Efrain Alvarado III
United States v. Nosal (Nosal II) and the CFAA
This case involved the Computer Fraud and Abuse Act (CFAA), a law that criminalized intrusion into computer systems (including all “used in affecting interstate or foreign commerce or communication,” and imposed criminal penalties on anyone who “accesses a protected computer without authorization, or exceeds authorized access to perpetrate a fraud.” In United States v. Nosal (Nosal II), the conviction of the defendant and co-conspirators that used another person’s login credentials to access computers of their former employer were affirmed by the Ninth Circuit. David Nosal, a former employee of executive search firm Korn/Ferry International (KFI), announced his intention to leave the company in 2004 with an agreement that he’d continue working as a contractor under a noncompetition agreement. Nosal and other KFI employees actually had a secret plan to launching a competing business while using KFI’s proprietary database from their internal network “Searcher,” that had information about over 1 million executive search candidates. Nosal and the other conspirators used their credentials to procure information about said candidates until they stopped working after they were officially departed from the company; at this time, Nosal asked his former assistant (still employed by KFI) for her credentials, which they continued to use in an effort to gain access to more data for their new company.

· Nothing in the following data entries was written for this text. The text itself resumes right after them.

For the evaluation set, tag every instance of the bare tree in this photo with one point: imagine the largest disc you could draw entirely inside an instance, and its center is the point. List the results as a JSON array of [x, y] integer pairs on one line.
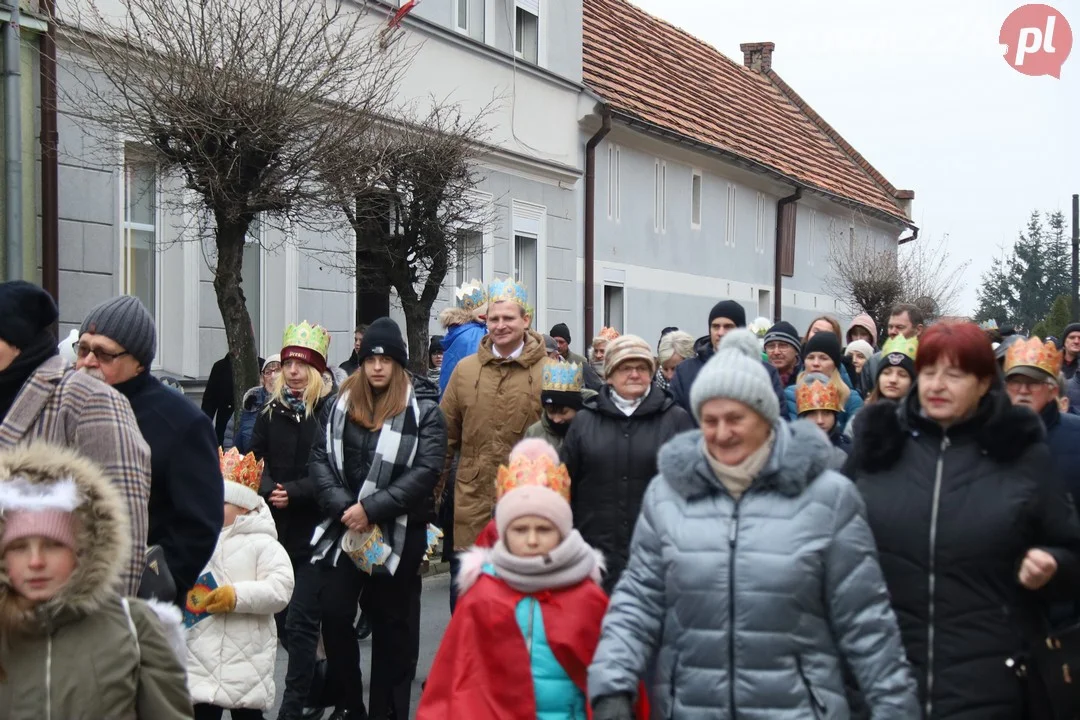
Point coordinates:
[[248, 102]]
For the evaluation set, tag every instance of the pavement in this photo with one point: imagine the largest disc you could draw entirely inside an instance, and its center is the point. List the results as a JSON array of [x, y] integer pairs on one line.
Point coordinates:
[[434, 617]]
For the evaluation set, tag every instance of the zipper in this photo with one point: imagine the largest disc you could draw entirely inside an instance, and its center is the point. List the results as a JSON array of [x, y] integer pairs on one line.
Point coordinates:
[[933, 578]]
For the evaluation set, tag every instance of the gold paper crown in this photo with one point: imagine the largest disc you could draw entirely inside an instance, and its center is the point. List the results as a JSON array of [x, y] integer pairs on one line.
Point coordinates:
[[540, 472], [1034, 353], [818, 395], [312, 337], [242, 470]]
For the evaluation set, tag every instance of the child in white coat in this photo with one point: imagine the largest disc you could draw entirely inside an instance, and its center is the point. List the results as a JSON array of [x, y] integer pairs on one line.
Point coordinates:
[[232, 642]]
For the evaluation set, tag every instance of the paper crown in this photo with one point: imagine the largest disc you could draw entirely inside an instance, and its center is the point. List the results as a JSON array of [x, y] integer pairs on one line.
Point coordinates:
[[242, 470], [818, 395], [525, 472], [562, 377], [312, 337], [508, 290], [471, 295], [1034, 353]]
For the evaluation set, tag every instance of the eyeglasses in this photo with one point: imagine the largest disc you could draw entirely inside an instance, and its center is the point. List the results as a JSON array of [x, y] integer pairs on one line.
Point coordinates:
[[105, 358]]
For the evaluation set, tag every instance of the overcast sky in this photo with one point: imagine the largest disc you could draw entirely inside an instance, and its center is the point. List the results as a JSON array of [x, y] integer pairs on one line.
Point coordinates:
[[920, 89]]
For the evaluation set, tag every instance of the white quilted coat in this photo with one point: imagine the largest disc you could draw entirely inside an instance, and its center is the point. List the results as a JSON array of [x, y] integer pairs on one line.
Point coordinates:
[[231, 655]]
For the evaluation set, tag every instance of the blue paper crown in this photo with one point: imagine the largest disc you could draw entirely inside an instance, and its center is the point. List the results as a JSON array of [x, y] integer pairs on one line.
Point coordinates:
[[562, 377]]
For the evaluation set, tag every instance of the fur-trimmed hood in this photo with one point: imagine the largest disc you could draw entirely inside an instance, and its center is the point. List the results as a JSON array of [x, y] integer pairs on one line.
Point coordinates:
[[102, 535], [801, 452]]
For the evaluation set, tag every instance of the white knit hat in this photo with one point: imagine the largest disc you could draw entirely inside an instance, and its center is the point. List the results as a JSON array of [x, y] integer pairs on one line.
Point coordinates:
[[736, 371]]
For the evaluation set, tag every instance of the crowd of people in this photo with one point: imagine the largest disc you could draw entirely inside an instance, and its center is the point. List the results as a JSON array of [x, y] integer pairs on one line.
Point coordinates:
[[825, 524]]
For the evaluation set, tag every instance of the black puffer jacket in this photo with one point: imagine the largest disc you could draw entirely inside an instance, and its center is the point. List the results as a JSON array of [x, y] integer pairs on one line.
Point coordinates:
[[611, 459], [409, 493], [283, 438], [954, 513]]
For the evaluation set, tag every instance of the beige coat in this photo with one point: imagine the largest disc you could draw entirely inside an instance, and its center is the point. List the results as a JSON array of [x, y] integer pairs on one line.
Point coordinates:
[[489, 403]]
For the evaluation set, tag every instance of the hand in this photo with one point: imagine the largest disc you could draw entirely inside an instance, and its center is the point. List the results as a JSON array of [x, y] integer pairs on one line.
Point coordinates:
[[223, 599], [355, 518], [1037, 569], [280, 497]]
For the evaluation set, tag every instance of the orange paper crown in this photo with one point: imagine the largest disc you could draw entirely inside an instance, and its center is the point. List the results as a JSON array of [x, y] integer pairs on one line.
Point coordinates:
[[242, 470], [540, 472], [1034, 353], [818, 395]]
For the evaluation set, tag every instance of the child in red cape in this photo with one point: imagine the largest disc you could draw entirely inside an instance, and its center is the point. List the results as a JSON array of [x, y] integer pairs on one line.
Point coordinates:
[[528, 619]]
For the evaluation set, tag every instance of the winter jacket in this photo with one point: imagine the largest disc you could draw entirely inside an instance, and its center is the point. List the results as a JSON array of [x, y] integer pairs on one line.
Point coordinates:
[[254, 401], [231, 655], [283, 438], [460, 342], [747, 609], [186, 486], [688, 369], [64, 407], [611, 459], [489, 403], [410, 493], [954, 513], [88, 653]]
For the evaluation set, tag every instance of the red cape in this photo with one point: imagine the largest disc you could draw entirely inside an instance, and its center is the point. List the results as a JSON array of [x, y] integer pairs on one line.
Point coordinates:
[[482, 668]]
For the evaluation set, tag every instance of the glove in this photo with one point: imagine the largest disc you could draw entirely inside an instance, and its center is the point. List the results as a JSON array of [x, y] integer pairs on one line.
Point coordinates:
[[613, 707], [223, 599]]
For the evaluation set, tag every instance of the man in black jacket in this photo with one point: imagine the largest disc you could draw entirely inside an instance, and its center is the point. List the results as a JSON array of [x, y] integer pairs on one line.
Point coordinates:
[[187, 492]]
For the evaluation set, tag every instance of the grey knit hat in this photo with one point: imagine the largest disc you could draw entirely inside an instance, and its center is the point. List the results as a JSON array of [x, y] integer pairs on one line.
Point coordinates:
[[736, 372], [127, 323]]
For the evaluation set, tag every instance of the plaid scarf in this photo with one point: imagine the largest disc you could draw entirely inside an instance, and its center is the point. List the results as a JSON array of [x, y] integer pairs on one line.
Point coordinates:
[[394, 453]]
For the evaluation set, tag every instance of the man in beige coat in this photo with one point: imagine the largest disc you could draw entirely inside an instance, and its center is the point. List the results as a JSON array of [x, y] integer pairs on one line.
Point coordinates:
[[43, 401]]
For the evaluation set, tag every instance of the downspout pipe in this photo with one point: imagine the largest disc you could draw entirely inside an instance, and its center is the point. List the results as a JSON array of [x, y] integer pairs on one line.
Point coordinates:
[[590, 290], [778, 279]]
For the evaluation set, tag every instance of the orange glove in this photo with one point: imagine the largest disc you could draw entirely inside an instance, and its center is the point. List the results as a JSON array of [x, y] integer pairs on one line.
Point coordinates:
[[223, 599]]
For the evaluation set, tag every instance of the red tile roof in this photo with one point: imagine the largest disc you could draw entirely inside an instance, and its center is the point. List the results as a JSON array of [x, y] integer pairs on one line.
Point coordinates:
[[652, 71]]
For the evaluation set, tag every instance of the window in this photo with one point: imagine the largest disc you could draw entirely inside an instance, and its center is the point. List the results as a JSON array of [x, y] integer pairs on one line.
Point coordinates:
[[527, 30], [696, 200], [139, 257], [613, 308], [470, 256]]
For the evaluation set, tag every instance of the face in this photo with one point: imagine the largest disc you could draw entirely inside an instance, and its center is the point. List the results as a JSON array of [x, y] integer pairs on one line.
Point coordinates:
[[378, 369], [531, 537], [296, 374], [632, 379], [948, 394], [39, 567], [507, 323], [824, 419], [781, 355], [894, 382], [104, 358], [731, 430], [718, 328], [1029, 392], [820, 363]]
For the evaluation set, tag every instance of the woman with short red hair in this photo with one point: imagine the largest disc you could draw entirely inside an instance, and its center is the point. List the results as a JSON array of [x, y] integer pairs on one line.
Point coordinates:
[[973, 529]]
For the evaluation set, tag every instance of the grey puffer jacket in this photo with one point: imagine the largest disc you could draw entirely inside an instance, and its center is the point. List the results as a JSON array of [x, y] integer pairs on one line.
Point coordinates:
[[750, 607]]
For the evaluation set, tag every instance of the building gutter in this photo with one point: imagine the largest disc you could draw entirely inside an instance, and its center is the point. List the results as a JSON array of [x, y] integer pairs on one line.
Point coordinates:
[[590, 290]]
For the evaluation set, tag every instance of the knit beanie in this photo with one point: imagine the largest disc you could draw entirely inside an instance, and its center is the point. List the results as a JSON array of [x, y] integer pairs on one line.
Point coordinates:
[[127, 323], [383, 338], [784, 331], [736, 372], [625, 348], [728, 309], [25, 312], [824, 342]]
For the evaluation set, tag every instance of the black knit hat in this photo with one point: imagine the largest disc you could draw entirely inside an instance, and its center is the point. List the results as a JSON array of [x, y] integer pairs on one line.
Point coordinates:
[[824, 342], [383, 338], [26, 311]]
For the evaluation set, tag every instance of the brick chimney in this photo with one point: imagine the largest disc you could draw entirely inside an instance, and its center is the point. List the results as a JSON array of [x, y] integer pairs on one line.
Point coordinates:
[[758, 55]]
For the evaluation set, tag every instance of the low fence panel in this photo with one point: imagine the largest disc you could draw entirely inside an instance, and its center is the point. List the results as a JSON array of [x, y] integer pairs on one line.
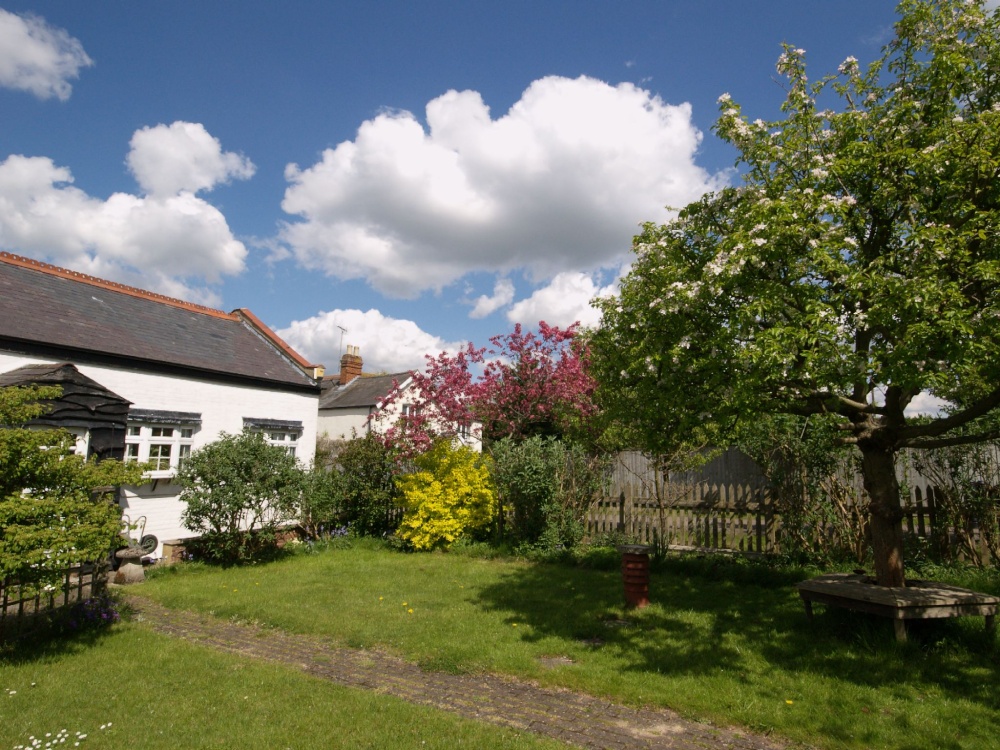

A somewhat divided majority in the Ninth Circuit affirmed Nosal’s convictions of three CFAA violations, economic espionage, and a count of conspiracy. Judge McKeown cited LVRC Holdings LLC v. Brekka as having interpreted the phrase “intentionally accesses a computer without authorization,” directly by ruling that accessing a computer after having one’s credentials revoked clearly means one did not have authorization. Accordingly, the Ninth Circuit ruled that Nosal and his coconspirators were “outsiders” that were no longer permitted authorization to access Searcher. Additionally, since only the owner the system can allow or disallow access to its systems (in this case, Searcher), Nosal’s former assistant was completely unauthorized to give her credentials to known former employees who no longer had authorization. A minority dissent voiced by Judge Reinhardt said that he would permit “password sharing” where legitimate users can delegate access to the system, and he also noted that no direct language indicated that only the system owner has authority.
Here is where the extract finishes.